The organizing effort speaks to the fact that there is more involved in keeping workers content than simply decent pay. Amazon pays twice the Alabama minimum wage of $7.25 and Bessemer was a town that needed the economic shot in the arm that Amazon brought.

Amazon highlights their pay and benefits in its postings around the Bessemer workplace urging its employees to reject the union. According to employees, Amazon has gone as far as posting messages in bathroom stalls in the workplace.

One of the posting headlines reads, “UNIONS CAN’T WE CAN.” The first lines of the notice read, “As an Amazon associate you already have great rewards and benefits. Remember everything you already have without giving any of your hard earned money to the RWDSU.”

But it was other concerns that primarily motivated the desire among some to organize a union. Bates said they work long hours and are allowed two 30-minute breaks, but workers are disciplined if they take even a few minutes longer.

“Amazon said the union can’t make promises, [but] Amazon hasn’t made any promises either,” said Bates. The workers describe grueling productivity quotas and want more say in how people at Amazon work, get disciplined or get fired.

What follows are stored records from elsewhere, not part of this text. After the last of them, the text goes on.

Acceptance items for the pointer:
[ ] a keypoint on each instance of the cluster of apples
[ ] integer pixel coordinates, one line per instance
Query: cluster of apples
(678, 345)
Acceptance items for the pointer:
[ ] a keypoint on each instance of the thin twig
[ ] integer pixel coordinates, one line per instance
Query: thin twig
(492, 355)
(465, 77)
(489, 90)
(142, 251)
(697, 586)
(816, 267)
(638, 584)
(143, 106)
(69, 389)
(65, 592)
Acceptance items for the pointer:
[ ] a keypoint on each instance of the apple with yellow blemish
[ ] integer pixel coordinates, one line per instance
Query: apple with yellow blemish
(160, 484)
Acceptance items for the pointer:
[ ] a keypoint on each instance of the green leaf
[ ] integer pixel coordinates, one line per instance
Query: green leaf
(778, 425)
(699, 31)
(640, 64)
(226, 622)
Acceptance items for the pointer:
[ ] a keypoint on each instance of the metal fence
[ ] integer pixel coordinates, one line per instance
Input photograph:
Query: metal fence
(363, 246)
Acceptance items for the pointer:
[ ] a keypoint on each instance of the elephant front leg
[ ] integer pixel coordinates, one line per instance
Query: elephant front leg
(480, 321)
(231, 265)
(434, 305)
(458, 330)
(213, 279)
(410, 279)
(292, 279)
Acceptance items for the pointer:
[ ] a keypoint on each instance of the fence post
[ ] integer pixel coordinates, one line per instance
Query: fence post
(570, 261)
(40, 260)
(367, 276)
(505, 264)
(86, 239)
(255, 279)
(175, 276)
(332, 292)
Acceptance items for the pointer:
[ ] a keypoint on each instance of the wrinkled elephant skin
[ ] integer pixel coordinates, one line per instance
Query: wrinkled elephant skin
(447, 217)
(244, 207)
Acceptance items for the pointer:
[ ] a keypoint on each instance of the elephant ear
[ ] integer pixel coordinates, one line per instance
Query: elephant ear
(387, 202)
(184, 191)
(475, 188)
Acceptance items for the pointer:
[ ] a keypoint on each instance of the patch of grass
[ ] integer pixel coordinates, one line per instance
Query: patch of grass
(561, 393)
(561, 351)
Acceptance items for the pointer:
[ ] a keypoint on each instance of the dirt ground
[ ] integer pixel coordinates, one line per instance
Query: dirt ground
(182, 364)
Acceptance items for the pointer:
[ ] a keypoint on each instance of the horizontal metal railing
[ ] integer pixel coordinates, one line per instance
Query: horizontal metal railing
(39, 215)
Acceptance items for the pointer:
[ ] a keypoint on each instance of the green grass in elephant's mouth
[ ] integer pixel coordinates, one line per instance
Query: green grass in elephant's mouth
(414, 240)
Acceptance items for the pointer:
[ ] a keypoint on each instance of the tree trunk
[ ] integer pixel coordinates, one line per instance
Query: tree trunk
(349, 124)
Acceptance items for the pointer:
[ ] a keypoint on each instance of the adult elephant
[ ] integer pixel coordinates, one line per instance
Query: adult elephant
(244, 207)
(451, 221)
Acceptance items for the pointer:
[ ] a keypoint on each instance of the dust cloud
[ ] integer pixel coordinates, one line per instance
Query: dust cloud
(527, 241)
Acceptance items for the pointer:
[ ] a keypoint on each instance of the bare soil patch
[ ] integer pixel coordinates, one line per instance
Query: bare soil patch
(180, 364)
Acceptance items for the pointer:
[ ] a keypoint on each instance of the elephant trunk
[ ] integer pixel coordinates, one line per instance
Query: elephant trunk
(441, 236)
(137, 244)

“A lot of people are getting fired for mundane things, and they never get the chance to tell their side of the story,” said Bates. The RDWSU on its website promises “it will help improve working conditions, grievance procedures, and require a just-cause in employee disciplinary actions.”

In a letter to the press responding to the workers’ efforts, Amazon spokesperson Rachel Lightly wrote, “Direct dialogue is essential to our work environment in which we encourage associates to bring their comments, questions and concerns directly to their management team with the goal of quickly improving the work environment and challenging leadership assumptions. We firmly believe this direct connection is the most effective way to understand and respond to the needs of our workforce.”

Because the city is predominantly Black, the Amazon union campaign is evoking social and racial justice themes. “We see this as both a labor struggle and as a civil rights struggle, which has often been the story of the labor movement in the South,” said Appelbaum in an interview with National Public Radio.

National support

On Monday, Minnesota Senator Tina Smith and several of her senate colleagues signed a letter supporting the union organizing drive.

 “They have put in long hours and risked their own health during the COVID-19 pandemic to meet increased demand, and they deserve to share in the success they have made possible. Amazon’s employees have the right to join together to bargain collectively for a voice in their workplace, and to vote to establish their rights to negotiate. They also deserve to receive the compensation, benefits and respect that reflect their true value to the company and to their communities,” wrote Sen. Smith and her colleagues.

Bessemer workers also received support from 50 members of the U.S. House of Representatives, who signed on to an open letter to Amazon CEO Jeff Bezos last week. The letter criticized the company’s efforts to prevent a union from being organized at its Bessemer facility and said this was “an opportunity for a reset.”

The union organizing effort has also received support from local chapters of major unions including the Teamsters, the International Brotherhood of Electrical Workers. The workers also received support from the National Football League Players Association union (NFLPA).

“Everyone deserves to have a voice, and we’re proud that you’re even considering taking the step to unionize,” tweeted NFLPA President JC Tretter on January 25.

“Our union supports y’all,” tweeted Houston Texans safety Michael Thomas.“I applaud y’all for trying to unionize, and I understand how important it is to try to make a decision, and it’s during a pandemic. But understand we’re part of a union, and our job is to protect our workers.”